MONICA: Oh, I'll have an espresso. Oh acutally, I'll get it. If I ask you to, you'll probably end up drinking it yourself.
PHOEBE: I know. Oh, like you would drink her coffee after what you did to her with Van Damme.
JOEY: Yeah, unless you hook up with a bunch of pigeons.
CHANDLER: Well then, how do you know when vegetables are done?
PHOEBE: Well you know, you juist, you eat them and you can tell.
CHANDLER: I've met the perfect woman. OK, we're sitting on her couch, we're fooling around, and then suddenly she turns to me and says, 'Do you ever want to do it in an elevator?'
MONICA: What did you say?
CHANDLER: Ahh, I believe my exact words were, 'Flaign,en - sten'. I mean I didn't know what to say, how do you know if you wanna do it on an elevator?
PHOEBE: Oh, you just know.
CHANDLER: Oh no no no no, no no no no no no, you see, what I had planned shouldn't take more that 2, 3 minutes tops.
SUSIE: But um, here's an idea, have you ever worn women's underwear?
SUSIE: Well I was thinking it would be um, kind of sexy if you wore mine tonight, at dinner.
CHANDLER: You want me to wear your panties?
CHANDLER: Well, if I was wearing your underwear then, uh, what would you be wearing?. . . You're swell.
ROSS: Hello. Oh hi, are you on your way ove-. Oh. No, no, I, I understand, I mean a monkey's gotta work. No it, it's no big deal, it' not like I uh, had anything special planned. Yeah OK, OK. OK, OK, bye.
PHOEBE: OK, Rachel, why don't you start talking first.
RACHEL: Alright, I feel that this is totally unjustified. [Monica starts making faces behind her back] She gave me the green light, I did nothing but-. Do you think I can't see you in the TV set?
PHOEBE: Alright Monica, if there is something that you would like to share...
MONICA: Ya know, you had no right to go out with him.
MONICA: You sold me out.
RACHEL: I did not sell you out.
MONICA: Yes you did. Absolutely.
RACHEL: Would you let me talk. [flicks Monica on the forehead]

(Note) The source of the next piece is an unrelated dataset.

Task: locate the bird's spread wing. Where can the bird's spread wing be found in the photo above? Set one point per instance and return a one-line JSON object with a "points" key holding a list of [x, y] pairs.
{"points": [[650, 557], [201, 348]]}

MONICA: Did you just flick me?
RACHEL: OK, well, you wouldn't let me finish and I was jus- [Monica flicks her back] Ow. That hurt [flicks Monica]
RACHEL: Ow, you stop flicking.
MONICA: You flicked me first.
PHOEBE: Alright, now I will let go if you both stop.
RACHEL: Oh, what do you, you want me to stop seeing him, is that what you want?
RACHEL: You want me to just call him up and tell him that you're seeing him instead? That's what you want?
RACHEL: Oh that's what you want.
PHOEBE: There we go.You know what, if we were in prison, you guys would be, like, my bitches.
ROSS: Thanks for letting me tag along tonight you guys.
SUSIE: How you doin there squirmy?
JOEY: So, assistant to the director. That's a really exciting job, I mean, you must have a ton of cool responsibilities.
JOEY: So what're you guys gonna eat?
SUSIE: How come all I can think about is putting that ice in my mouth and licking you all over?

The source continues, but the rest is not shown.